Searching Datasets for Analysis

The most common use of the grid for analysis is the submission of jobs to run over input files from the official Belle II data and MC.

The files on the grid are distributed on the available storage sites around the world. Fortunately, as a user you do not have to worry about their physical location. A file catalog keeps a record of where the files are located and you just need to provide a logical identifier for the samples of interest for your analysis.

Datasets and Datablocks

Each file on the grid is located using a Logical File Name (LFN), which always starts with /belle:

/belle/data_type/some_more_directories/dataset/datablock/file.root

When the LFN is provided to any of the gbasf2 tools, a replica is retrieved from catalog in the backend. You only need to provide the LFN(s) relevant for your analysis, without dealing with the physical location of the samples.
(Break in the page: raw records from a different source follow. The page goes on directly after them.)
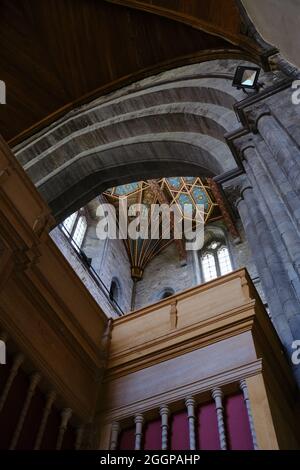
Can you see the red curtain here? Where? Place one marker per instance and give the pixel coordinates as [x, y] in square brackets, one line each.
[208, 434]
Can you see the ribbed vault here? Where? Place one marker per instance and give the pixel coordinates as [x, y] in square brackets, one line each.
[169, 125]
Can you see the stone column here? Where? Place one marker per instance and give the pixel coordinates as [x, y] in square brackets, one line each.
[19, 358]
[259, 257]
[34, 380]
[138, 420]
[164, 413]
[49, 402]
[65, 418]
[280, 181]
[197, 268]
[283, 306]
[217, 395]
[114, 438]
[79, 436]
[243, 387]
[190, 404]
[275, 207]
[289, 304]
[282, 146]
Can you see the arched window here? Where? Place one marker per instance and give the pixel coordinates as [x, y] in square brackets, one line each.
[114, 291]
[224, 260]
[215, 261]
[68, 223]
[79, 232]
[209, 267]
[168, 292]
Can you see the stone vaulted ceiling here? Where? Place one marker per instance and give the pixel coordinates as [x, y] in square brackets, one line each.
[57, 54]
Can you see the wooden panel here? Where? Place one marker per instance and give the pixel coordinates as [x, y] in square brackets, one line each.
[55, 53]
[46, 310]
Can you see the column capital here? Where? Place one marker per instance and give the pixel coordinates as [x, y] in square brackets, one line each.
[254, 114]
[164, 410]
[190, 401]
[115, 426]
[139, 419]
[217, 393]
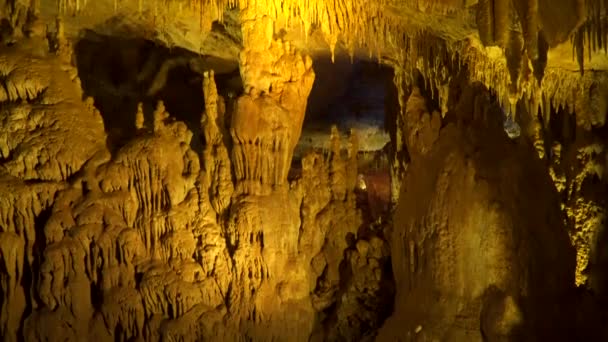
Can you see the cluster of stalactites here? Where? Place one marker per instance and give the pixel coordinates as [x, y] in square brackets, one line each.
[356, 23]
[509, 77]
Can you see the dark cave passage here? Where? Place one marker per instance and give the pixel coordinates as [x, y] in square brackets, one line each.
[119, 73]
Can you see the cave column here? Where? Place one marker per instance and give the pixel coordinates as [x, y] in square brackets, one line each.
[268, 117]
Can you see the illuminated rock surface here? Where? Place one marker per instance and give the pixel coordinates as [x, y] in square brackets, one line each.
[186, 171]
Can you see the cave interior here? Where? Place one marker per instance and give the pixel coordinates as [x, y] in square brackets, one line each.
[280, 170]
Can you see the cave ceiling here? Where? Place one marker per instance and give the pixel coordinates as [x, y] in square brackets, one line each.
[135, 207]
[546, 52]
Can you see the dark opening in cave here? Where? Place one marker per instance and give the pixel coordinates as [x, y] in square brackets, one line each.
[121, 72]
[352, 95]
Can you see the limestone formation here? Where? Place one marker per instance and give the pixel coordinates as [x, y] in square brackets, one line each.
[149, 189]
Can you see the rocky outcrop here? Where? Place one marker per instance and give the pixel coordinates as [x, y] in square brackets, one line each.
[474, 257]
[158, 241]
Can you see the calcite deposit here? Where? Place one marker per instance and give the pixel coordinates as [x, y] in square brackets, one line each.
[155, 184]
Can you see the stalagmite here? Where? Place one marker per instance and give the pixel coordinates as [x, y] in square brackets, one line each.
[196, 221]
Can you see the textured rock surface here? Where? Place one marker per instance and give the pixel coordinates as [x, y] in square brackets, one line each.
[476, 258]
[168, 207]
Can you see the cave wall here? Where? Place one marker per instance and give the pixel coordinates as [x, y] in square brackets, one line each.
[160, 238]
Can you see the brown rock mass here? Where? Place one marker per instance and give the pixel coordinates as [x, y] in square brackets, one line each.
[156, 185]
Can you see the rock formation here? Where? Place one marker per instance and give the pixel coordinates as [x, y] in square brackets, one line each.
[149, 190]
Files are collected within datasets, which can be located using a Logical Path Name (LPN):

/belle/data_type/some_more_directories/dataset

A dataset may correspond to a run for an specific experiment number in data, or a MC type in a MC campaign.

By design, a directory on the grid can contain 1000 files at most. For this reason, the concept of a datablock was introduced. Each dataset is subdivided into directories with names subXX, where the last two digits are sequentially iterated when the dataset is expanded to hold more files (sub00, sub01, …).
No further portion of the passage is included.